The problem is -as I see it - the majority of breeders have no breeding plan or have a plan that is built upon paper titles and ill judged conformation over health and temperament. "Paper breeding" with no regard to the numerous health and temperament issues that are exhibited in this breed is a major problem.


----------



## RubyTuesday (Jan 20, 2008)

Doc, IMO inbreeding, at almost any level, s/b done with extreme caution & an absolute willingness to backoff if problems present.

Genetically there's a lot more to the dog than what is *seen*. Because of inbreeding so called 'rare recessives' for health/temperament disorders are increasingly common. Ditto the dastardly 'multi genes' implicated in so many problems such as cancer or HD/ED.

Unfortunately I've talked to many breeders, including some that are very well regarded, that are loathe to admit problems are genetic in nature. Granted, many problems are indirectly genetic, but it's both foolish & dangerous to deny (ignore!) the genetic component.

What's with dogs (carnivores!!!) that are allergic to chicken, beef, turkey fer crissake! Dogs that are increasingly intolerant of vaccines, when yesteryears dogs were safely vaccinated annually. (IMO bad medicine,but the dogs were largely unaffected). Dogs that present with cancer at 4, 5 6yrs of age? Dogs who can't eat unless the food is pre-digested? 
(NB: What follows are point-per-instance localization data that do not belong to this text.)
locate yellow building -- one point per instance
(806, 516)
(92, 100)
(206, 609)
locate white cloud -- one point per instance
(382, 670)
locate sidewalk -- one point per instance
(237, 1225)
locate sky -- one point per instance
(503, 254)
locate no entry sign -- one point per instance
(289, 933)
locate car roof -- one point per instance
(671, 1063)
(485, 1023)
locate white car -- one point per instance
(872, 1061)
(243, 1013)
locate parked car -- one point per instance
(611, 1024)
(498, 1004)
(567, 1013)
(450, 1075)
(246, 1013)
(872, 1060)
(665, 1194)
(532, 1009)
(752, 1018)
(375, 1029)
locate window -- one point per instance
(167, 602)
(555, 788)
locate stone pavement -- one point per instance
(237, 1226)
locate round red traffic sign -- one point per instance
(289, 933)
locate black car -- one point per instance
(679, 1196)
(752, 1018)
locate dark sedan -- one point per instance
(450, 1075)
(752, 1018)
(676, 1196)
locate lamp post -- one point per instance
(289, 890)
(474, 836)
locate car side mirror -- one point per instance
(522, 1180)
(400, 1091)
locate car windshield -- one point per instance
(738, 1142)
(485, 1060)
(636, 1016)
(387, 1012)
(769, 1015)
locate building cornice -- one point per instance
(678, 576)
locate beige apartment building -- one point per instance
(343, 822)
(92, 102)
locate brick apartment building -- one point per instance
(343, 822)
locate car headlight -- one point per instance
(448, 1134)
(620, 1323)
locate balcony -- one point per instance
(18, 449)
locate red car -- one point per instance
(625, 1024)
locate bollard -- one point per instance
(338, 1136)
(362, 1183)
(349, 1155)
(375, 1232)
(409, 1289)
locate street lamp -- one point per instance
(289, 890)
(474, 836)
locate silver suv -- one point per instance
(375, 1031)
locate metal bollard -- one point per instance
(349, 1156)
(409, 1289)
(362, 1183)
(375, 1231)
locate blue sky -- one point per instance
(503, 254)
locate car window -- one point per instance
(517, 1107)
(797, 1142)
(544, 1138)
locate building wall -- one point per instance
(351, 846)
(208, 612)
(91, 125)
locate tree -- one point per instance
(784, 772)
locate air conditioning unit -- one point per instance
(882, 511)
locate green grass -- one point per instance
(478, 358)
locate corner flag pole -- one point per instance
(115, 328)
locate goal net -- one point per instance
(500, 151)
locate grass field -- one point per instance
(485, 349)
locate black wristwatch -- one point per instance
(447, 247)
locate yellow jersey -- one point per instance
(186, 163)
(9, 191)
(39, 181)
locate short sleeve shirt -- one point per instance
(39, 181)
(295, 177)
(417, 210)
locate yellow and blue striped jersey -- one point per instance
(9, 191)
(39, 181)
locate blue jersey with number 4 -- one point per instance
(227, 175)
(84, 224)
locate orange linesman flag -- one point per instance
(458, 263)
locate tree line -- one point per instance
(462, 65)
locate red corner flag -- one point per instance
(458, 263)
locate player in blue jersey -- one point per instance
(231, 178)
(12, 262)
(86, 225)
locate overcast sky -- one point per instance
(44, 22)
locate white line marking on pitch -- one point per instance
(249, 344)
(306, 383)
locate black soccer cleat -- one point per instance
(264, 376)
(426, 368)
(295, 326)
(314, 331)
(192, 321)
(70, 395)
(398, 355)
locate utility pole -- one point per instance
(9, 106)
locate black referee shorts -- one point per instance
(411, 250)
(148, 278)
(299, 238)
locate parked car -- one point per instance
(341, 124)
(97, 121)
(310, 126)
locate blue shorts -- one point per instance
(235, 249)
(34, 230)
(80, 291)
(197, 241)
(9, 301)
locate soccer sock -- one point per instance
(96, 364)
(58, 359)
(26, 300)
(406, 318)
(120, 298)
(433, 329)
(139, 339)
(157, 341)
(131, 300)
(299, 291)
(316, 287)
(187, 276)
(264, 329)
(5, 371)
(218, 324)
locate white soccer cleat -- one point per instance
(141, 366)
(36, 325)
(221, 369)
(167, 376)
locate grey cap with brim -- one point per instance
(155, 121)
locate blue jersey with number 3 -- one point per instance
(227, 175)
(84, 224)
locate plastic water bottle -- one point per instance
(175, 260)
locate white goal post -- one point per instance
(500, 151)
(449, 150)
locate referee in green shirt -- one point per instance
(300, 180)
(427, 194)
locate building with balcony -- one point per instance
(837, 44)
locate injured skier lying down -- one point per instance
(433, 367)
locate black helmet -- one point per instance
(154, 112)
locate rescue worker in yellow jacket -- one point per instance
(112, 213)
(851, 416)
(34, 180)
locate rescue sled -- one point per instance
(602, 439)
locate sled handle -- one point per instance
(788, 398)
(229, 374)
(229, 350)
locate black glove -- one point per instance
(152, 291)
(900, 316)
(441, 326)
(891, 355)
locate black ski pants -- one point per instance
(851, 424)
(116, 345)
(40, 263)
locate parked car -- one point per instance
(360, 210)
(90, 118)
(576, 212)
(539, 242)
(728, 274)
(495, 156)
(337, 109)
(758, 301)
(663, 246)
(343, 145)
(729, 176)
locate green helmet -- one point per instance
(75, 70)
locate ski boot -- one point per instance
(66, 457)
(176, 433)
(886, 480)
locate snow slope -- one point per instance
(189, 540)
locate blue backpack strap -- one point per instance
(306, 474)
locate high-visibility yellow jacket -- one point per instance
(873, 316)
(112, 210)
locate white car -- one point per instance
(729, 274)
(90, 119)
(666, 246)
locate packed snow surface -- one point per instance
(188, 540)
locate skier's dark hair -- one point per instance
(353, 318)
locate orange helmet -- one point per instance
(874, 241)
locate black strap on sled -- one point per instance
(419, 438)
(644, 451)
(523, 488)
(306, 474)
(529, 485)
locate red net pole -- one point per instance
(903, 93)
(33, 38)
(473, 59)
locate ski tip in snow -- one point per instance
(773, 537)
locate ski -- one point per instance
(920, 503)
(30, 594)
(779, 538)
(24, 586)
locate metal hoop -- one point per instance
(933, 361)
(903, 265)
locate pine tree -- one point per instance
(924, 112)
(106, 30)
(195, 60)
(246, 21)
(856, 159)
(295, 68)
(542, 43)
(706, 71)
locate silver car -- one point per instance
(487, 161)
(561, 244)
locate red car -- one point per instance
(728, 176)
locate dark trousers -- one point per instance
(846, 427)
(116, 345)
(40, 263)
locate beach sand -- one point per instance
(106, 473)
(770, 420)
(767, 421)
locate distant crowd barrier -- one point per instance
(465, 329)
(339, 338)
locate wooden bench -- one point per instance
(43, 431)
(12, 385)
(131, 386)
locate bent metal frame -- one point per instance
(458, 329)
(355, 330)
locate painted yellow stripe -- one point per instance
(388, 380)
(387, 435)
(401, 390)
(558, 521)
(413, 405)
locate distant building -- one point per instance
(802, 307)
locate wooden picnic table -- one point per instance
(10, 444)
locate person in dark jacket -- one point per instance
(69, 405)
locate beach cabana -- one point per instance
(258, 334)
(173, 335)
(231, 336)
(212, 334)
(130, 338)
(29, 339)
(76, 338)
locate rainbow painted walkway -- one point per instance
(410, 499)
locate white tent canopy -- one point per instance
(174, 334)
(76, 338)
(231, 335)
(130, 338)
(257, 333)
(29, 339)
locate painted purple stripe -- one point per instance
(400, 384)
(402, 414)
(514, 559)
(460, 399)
The results are brutally unfair to the dogs & to loving, often naive owners. Especially since too often so called 'good breeders' can be among the worst offenders. Note, it's not just GSDs I'm thinking of.


----------



## nachtschatten (Sep 22, 2003)

> Originally Posted By: RubyTuesday
> 
> What's with dogs (carnivores!!!) that are allergic to chicken, beef, turkey fer crissake! Dogs that are increasingly intolerant of vaccines, when yesteryears dogs were safely vaccinated annually. (IMO bad medicine,but the dogs were largely unaffected). Dogs that present with cancer at 4, 5 6yrs of age? Dogs who can't eat unless the food is pre-digested?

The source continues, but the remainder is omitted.